Looking to install this. http://www.waterheating.com/pdf/Amer...ter-Heater.pdf The current setup is rigid supply lines and no earthquake straps. 

How would I install earthquake straps on this water heater?


----------



## Gargalaxy (Aug 14, 2013)

Can't open it.


----------



## gear junkie (Jun 20, 2008)

http://www.waterheating.com/pdf/Ame...Ox-Heavy-Duty-Commercial-Gas-Water-Heater.pdf

it's an american standard ULN100-199


----------



## sierra2000 (Sep 19, 2011)

Good question.
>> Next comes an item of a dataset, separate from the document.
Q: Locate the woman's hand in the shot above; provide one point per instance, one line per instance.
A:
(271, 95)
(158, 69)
Unscrew the metal strip, put the strap under the wire and screw it back on?


----------



## tims007 (Aug 31, 2013)

very carefully  or you could make a spacer before and after the tube using metal or wood or what ever could be used for the areas aplication


----------



## GAN (Jul 10, 2012)

Quake straps...
http://www.quakehold.com/tiedown-fa...downs-fastening-straps-waterheaterstraps.html

or FEMA http://www.fema.gov/media-library-data/20130726-1455-20490-6434/fema412.pdf


----------



## Plumbus (Aug 4, 2008)

sierra2000 said:


> Good question. Unscrew the metal strip, put the strap under the wire and screw it back on?


Done and done.


----------